The imaging method the team has been working on revolves around nanodroplets of a special liquid called perfluorocarbon that can be injected in a human body. These droplets can move out of the vascular system and enter the space in between the tumour cells. The idea is to activate these droplets with an intense pulse of ultrasound. This sound causes the droplets to vaporise, forming tiny bubbles of gas which can be viewed using ultrasound imaging equipment.
The same method can also be used to administer toxic medicines carried into the tumour by the droplets. This should have no damaging side effects on healthy tissue in the rest of the body, making it a localised and controlled form of chemotherapy.
The technique is still in its infancy. An important problem being the fact that the amplitude of the sound needs to be very high as to vaporise the droplets, while it may not be that high that damage may occur to healthy tissue.
What’s promising about this new research however is that it shows how the droplets can be vaporised with sound waves having just enough energy. It was known that droplets could be vaporized with sound with lower energy then the activation threshold of the droplets. But the physics behind it have been puzzling researchers for more than a decade.
Using images captured by the world’s fastest camera, the Brandaris 128, the researchers from Twente and Rotterdam were able to see that the ultrasound was being focused in a single spot within the droplet. This was peculiar, because the wavelength of the ultrasound emitted is many times larger than the droplet, causing negligible focusing.
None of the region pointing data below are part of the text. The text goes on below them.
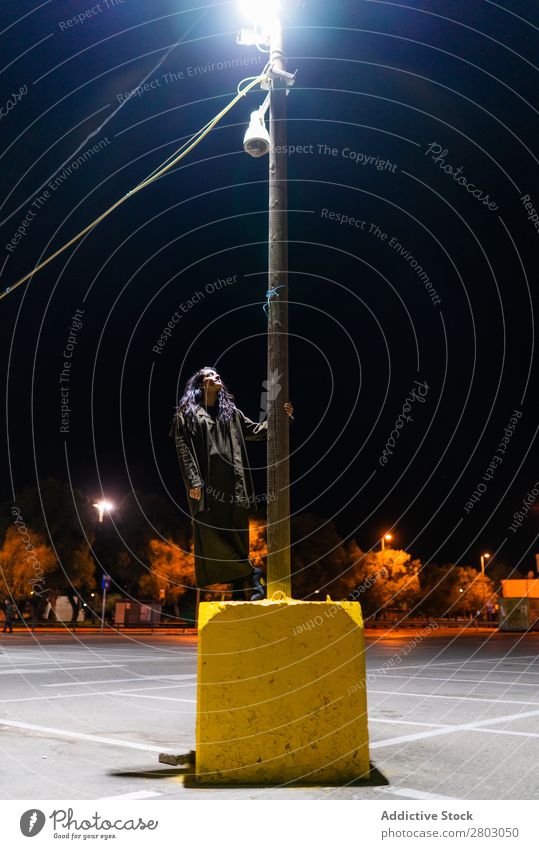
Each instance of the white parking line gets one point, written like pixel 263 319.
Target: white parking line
pixel 506 658
pixel 57 668
pixel 122 680
pixel 452 729
pixel 463 680
pixel 408 793
pixel 486 700
pixel 92 738
pixel 136 794
pixel 159 698
pixel 86 693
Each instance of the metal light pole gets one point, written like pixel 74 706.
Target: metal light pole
pixel 278 474
pixel 484 557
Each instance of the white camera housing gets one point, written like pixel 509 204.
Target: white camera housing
pixel 256 141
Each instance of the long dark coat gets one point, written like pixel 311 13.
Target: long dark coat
pixel 220 531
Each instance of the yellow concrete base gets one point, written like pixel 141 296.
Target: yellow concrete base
pixel 281 693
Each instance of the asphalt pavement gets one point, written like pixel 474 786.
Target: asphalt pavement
pixel 85 717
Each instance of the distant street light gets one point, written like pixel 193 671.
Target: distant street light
pixel 267 35
pixel 484 557
pixel 385 538
pixel 103 507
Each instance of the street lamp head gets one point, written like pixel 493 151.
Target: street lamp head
pixel 256 141
pixel 107 506
pixel 103 507
pixel 258 12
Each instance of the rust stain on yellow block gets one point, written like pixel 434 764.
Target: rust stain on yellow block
pixel 281 693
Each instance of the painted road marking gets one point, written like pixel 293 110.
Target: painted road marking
pixel 408 793
pixel 487 700
pixel 122 680
pixel 91 738
pixel 136 794
pixel 463 680
pixel 451 729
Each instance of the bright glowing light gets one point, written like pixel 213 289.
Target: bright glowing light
pixel 103 507
pixel 260 12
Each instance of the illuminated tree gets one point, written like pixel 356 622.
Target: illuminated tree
pixel 258 547
pixel 172 572
pixel 27 563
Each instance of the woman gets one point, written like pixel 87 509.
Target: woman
pixel 210 434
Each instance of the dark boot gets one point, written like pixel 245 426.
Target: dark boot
pixel 259 590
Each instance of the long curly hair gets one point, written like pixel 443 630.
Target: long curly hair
pixel 192 396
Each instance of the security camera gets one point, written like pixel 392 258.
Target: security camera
pixel 256 141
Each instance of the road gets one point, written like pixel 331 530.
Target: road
pixel 85 718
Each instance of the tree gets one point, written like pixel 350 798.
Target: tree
pixel 26 562
pixel 258 547
pixel 379 579
pixel 451 590
pixel 61 518
pixel 473 591
pixel 318 555
pixel 139 519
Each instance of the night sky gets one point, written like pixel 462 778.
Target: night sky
pixel 413 185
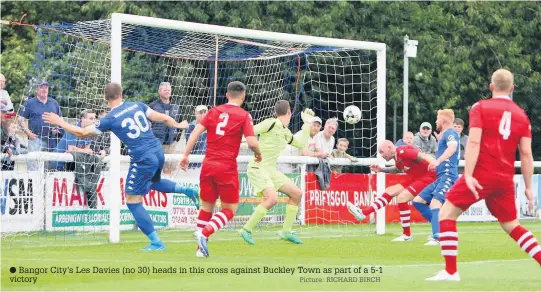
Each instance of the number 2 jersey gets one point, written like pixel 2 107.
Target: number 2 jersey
pixel 503 123
pixel 128 121
pixel 225 126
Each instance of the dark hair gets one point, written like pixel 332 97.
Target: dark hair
pixel 112 91
pixel 282 107
pixel 84 113
pixel 459 122
pixel 236 88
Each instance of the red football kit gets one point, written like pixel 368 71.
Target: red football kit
pixel 503 123
pixel 225 124
pixel 418 176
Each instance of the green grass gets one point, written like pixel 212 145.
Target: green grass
pixel 488 260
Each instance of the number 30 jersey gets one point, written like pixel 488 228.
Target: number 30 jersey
pixel 503 123
pixel 225 126
pixel 129 123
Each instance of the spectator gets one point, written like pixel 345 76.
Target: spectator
pixel 201 145
pixel 310 149
pixel 459 127
pixel 41 136
pixel 424 140
pixel 11 145
pixel 69 143
pixel 166 135
pixel 340 152
pixel 407 139
pixel 4 97
pixel 324 140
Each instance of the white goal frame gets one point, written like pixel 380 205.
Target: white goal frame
pixel 117 19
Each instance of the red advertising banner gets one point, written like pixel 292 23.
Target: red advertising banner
pixel 329 206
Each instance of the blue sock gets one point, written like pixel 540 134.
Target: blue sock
pixel 436 223
pixel 168 186
pixel 424 210
pixel 142 219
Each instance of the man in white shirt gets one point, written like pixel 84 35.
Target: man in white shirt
pixel 4 97
pixel 325 139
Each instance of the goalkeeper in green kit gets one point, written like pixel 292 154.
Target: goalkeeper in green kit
pixel 264 176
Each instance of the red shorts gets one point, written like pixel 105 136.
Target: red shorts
pixel 498 193
pixel 416 184
pixel 223 185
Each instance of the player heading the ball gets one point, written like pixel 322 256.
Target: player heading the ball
pixel 219 178
pixel 408 158
pixel 264 175
pixel 497 126
pixel 431 198
pixel 129 122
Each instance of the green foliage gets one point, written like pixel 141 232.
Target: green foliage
pixel 460 43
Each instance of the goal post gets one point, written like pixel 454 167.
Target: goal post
pixel 117 21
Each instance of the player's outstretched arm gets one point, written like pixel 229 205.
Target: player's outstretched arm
pixel 197 131
pixel 472 150
pixel 167 120
pixel 526 161
pixel 79 132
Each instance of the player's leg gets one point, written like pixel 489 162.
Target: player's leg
pixel 382 201
pixel 444 184
pixel 292 208
pixel 167 186
pixel 262 184
pixel 209 195
pixel 458 198
pixel 502 206
pixel 138 183
pixel 227 186
pixel 422 201
pixel 403 198
pixel 144 222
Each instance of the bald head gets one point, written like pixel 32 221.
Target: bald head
pixel 387 150
pixel 502 81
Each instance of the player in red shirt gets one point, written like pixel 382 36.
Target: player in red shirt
pixel 219 178
pixel 409 159
pixel 497 127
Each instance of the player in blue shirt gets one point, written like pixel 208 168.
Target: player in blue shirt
pixel 129 121
pixel 446 167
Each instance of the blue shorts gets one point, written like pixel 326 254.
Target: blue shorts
pixel 144 171
pixel 438 188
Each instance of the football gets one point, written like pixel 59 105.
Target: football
pixel 352 114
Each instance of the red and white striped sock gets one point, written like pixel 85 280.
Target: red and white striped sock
pixel 527 242
pixel 218 221
pixel 449 244
pixel 378 204
pixel 203 219
pixel 405 217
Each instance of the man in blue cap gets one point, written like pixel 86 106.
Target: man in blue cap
pixel 41 136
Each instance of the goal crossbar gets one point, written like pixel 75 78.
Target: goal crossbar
pixel 117 19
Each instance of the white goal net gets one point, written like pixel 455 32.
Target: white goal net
pixel 197 61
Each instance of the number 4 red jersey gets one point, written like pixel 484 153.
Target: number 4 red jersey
pixel 225 126
pixel 503 123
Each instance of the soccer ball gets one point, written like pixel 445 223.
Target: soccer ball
pixel 352 114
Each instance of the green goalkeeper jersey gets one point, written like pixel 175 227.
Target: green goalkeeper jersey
pixel 273 138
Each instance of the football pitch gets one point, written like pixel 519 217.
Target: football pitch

The explanation can be found in a unique phenomenon that occurs in the propagation of ultrasound. Sound is a wave movement of high and low pressure that moves at the speed of sound. However, in the body, a high pressure propagates faster than a low pressure, distorting the wave and creating a shock wave.
“In fact, a whole series of higher harmonics develops from the original sound”, says acoustical imaging expert Dr. Martin Verweij (Applied Sciences). “The wavelength of these higher harmonics is much smaller, around the size of the droplets, and these waves can focus inside the droplet Combinations of different focusing harmonics can constructively interfere inside the droplet. The result is a localised acoustic focus with sufficient energy to vaporise the droplet.”
The focusing of the shockwaves inside the droplets was observed experimentally, yet the theory that this could destroy the droplets also needed to be proven with numerical calculations. That is where Verweij came in. “I provided the numerical method that could deal with the tiny droplets. This gave the research that last push it needed.”